Mondial 2018 : Les Pharaons au pied de la montagne

Dès qu’il avait été nommé à la barre, Cuper a annoncé que ses choix seront basés sur des joueurs capables de porter le maillot de l’Egypte pour au moins trois années à venir. C’est ainsi qu’il a procédé à un rajeunisse­ment du noyau de l’équipe et favo­risé plutôt les vedettes montantes. La moyenne d’âge de son onze de départ a baissé jusqu’à 26,2 (voir équipe type page 23) avec 2 joueurs seulement dépassant le cap des 30 ans, à savoir le talentueux meneur Abdallah Al-Saïd et le latéral gauche Mohamad Abdel-Chafi.

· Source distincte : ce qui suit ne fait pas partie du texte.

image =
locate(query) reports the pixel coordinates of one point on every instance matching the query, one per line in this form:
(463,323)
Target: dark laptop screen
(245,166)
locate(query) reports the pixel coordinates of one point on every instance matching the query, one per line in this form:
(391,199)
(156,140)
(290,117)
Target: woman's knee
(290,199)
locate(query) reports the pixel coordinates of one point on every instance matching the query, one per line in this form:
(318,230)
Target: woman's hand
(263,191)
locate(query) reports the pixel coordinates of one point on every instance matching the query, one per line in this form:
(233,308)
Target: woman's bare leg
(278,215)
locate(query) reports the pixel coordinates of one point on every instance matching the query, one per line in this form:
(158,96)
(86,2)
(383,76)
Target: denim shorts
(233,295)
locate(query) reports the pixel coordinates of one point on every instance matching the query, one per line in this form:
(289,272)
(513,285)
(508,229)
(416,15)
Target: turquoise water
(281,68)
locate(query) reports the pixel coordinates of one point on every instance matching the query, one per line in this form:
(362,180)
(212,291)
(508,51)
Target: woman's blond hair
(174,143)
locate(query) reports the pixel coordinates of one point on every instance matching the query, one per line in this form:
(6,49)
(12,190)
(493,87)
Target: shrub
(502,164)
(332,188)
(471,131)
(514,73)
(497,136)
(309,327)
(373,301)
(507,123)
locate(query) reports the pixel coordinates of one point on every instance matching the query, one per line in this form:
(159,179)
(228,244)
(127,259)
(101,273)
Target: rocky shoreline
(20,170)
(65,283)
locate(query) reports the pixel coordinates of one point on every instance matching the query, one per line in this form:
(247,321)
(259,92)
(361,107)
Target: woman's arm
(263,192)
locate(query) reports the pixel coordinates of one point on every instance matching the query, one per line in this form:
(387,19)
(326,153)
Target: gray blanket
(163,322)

Contrairement à ses prédécesseurs, le technicien argentin possède une large palette de joueurs évoluant dans de grands clubs européens avec en tête de sa légion Mohamad Salah, qui fait chanter le public de l’AS Rome (Ita), le milieu de terrain et moteur de l’Arsenal (Ang) Mohamad Al-Nenni, le talentueux ailier de Stoke City (Ang) Ramadan Sobhi et les latéraux Omar Gaber (Fc Bâle, Sui) et Ahmad Al-Mohammadi (Hull City, Ang).

Pourtant, les résultats des der­nières rencontres amicales ont lais­sé des doutes sur la qualité du groupe, qui a terminé par un nul 1-1 à domicile face à la Guinée avant de s’incliner face à l’Afrique du Sud 1-0 à Soweto. Des performances qui ont suscité un mécontentement de quelques responsables. « Tous les moyens ont été mis à la disposition du cadre technique qui reçoit un grand salaire hors norme, compte tenu des circonstances économiques du pays (ndlr : Cuper a un salaire mensuel de 70 000 dollars). Je sais que rien n’est garanti dans les com­pétitions sportives, mais aucune excuse ne sera acceptée en cas d’échec », a garanti le ministre de la Jeunesse et du Sport. Toutefois, la loi d’un match amical n’est pas la même que celle des matchs à enjeux, et Cuper possède un bilan impressionnant sur les matchs offi­ciels : 4 victoires, 1 défaite et 1 nul en qualifications de la CAN 2017 et de la phase préliminaire du Mondial 2018. « Ne soyez pas pessimistes après cette défaite contre l’Afrique du Sud. Nous n’avons pas bien joué, mais nous avons pu tirer des leçons. Je demande au public d’avoir confiance en nos qualités et de ne pas oublier le bon travail que nous avons fait tout au long des derniers mois », a assuré Cuper suite à la défaite face à l’Afrique du Sud.

Ces matchs amicaux n’ont fait que confirmer les bases sur lesquelles Cuper s’appuiera : un schéma de 4-2-3-1 qui repose sur une solide défense bien fermée, la vitesse de flèche de Salah pour percer les défenses adverses, l’efficacité de Bassem Morsi en pointe d’attaque et la clairvoyance du meneur Al-Saïd pour orchestrer le jeu. La seule défaillance pour Cuper avant ce match contre le Congo est la bles­sure de Rami Rabia qui vient casser le duo de défense Rami Rabia-Ahmad Hégazi. Ce dernier fait partie des joueurs sélectionnés pour le match, mais reste à voir si son jeu après presque trois mois sur la touche n’en sera pas affecté. Le trio de Zamalek Ali Gabr, Islam Gamal et Ahmad Dwidar a été sélectionné pour remplir le banc de touche, au cas où. Une lacune qu’on espère ne pas être fatale pour les Pharaons face au Congo. En qualifications, les débuts sont déterminants pour tout le reste du parcours.